Earlier today, Scott wrote about Harvey Weinstein’s employment contract. Reportedly, it provides that if Weinstein “treated someone improperly in violation of the company’s Code of Conduct,” he must reimburse the company for settlements or judgments. Additionally, “[Weinstein] will pay the company liquidated damages of $250,000 for the first such instance, $500,000 for the second such instance, $750,000 for the third such instance, and $1,000,000 for each additional instance.”
The contract stipulates that if Weinstein pays as required, it constitutes a “cure” for the misconduct and no further action can be taken. This language is intended to ensure that Weinstein can keep his job no matter how many times he is sued for actions that violate the Code of Conduct, as long as he writes the checks.
I used to practice employment law. No one I ever represented, or sued, combined the power and the sleaziness to get contractual provisions like the ones Scott described. Moreover, it’s been some time since I practiced law in this area. Thus, my initial thoughts about the contract should not be construed as expert analysis.

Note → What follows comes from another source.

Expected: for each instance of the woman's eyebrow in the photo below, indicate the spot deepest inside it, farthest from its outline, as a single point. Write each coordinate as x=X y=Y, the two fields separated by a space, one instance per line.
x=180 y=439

Nonetheless, Weinstein’s contract strikes me as legally problematic, to say the least. Weinstein is alleged to have committed serial acts of sexual harassment — some so egregious they may have amounted to assault or even rape. The contract does not protect Weinstein if he’s indicted or convicted of a crime, so for purposes of discussion, let’s focus on sexual harassment that falls short of criminal conduct.

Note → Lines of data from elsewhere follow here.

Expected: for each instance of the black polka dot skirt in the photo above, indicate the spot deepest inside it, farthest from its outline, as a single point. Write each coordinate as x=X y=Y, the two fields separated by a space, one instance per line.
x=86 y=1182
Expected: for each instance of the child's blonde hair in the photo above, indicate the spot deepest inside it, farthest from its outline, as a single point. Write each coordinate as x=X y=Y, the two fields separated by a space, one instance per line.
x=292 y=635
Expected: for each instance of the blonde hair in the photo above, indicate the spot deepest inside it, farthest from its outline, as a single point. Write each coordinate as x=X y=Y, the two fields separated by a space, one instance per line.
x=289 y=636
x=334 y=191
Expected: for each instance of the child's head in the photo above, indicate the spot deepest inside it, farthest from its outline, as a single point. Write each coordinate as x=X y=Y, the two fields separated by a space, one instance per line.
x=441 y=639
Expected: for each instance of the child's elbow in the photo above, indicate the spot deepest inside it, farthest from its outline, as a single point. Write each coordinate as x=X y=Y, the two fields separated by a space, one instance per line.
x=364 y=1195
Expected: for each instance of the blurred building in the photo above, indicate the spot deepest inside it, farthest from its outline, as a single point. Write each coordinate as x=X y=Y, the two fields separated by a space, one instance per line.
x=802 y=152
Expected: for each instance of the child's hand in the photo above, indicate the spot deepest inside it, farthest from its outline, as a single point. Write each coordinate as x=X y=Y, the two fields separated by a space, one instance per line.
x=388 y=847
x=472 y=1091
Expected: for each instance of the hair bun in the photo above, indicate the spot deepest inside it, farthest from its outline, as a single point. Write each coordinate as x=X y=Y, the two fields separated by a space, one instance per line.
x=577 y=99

The law bans it. Specifically, it is against the law to condition an employment decision on submission to sexual advances. It is also against the law to engage in sexual harassment that makes the work environment “hostile.” Weinstein violated the first of these prohibitions, at a minimum, if certain allegations against him are true.
If an employer learns that an employee is engaging in either form sexual harassment, it must take reasonable measures to stop the offending conduct. This is true even if the conduct has not yet risen to a level that makes the work environment “hostile,” in the legal sense of that word.

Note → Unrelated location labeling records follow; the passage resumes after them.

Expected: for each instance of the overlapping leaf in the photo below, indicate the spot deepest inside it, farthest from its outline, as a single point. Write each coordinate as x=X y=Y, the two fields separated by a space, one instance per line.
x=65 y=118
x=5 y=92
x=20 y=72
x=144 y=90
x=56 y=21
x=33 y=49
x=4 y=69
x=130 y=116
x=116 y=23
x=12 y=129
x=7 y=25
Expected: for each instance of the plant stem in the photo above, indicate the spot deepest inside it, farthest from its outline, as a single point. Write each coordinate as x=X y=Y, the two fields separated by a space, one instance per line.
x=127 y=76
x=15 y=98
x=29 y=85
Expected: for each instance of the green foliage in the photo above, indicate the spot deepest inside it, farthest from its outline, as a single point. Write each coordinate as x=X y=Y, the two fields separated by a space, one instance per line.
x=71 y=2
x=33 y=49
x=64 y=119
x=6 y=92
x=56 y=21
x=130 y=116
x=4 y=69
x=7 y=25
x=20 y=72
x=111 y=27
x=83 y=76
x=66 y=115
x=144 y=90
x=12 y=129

Reasonable measures to end harassment may begin with counseling and other soft remedial steps. In severe cases, the employer may be required to take more drastic action at the outset. If the harassment is serial, or if it involves even just one instance of extreme behavior, the only reasonable measure might be to terminate the offending employee or official.
Weinstein’s contract seems intended to take that option away from the employer. In effect, it fines him for sexual harassment that results in a settlement or judgment, but prohibits discharging him. A series of fines on a man of Weinstein’s wealth is not a reasonable measure to end harassment. It’s more like a license to indulge.
One might argue that the contract applies only to violations of the company Code of Conduct that don’t violate non-criminal laws. On this reading, the contract would not preclude the company from firing Weinstein to remedy his sexual harassment. But given the clear “carve-out” language for behavior that results in indictment or conviction of a crime, it might be difficult to argue that there is an implicit carve-out for non-criminal conduct that violates the law.
Can a company escape, via contract, its legal obligation to fire sexual harassers when that is the only reasonable response to his sexual harassment? I don’t think so. A company violates the law by not firing a sexual harasser under these circumstances regardless of what an employment contract says.
In this case, the contract provisions in question represent very strong evidence that the company did not take reasonable action to prevent sexual harassment. If anything, as noted above, the company’s approach enabled it. Thus, the company’s exposure might be greater by virtue of the contract.
Assuming that Harvey Weinstein’s sexual harassment has been such that the only reasonable response is to fire him, can Weinstein enforce a contract that bars the company from doing so? Again, I don’t think so.
My understanding is that, as a general matter, a party cannot enforce a contract that is contrary to an express provision of law or contrary to the public policy behind a law. Typically, there are exceptions — e.g., where the party seeking enforcement is less morally blameworthy than the party against whom the contract is being asserted or where the violation of law did not involve serious moral turpitude and non-enforcement would be disproportionately harsh in proportion to the extent of illegality.
I don’t see how Weinstein could take advantage of these exceptions on the facts that have come to light.
I emphasize that these thoughts are preliminary and aren’t based on any research performed in preparing the post (I performed almost none). I hope, however, that they provide a solid framework for further analysis and discussion.
NOTE: I have modified this post slightly since it first went up.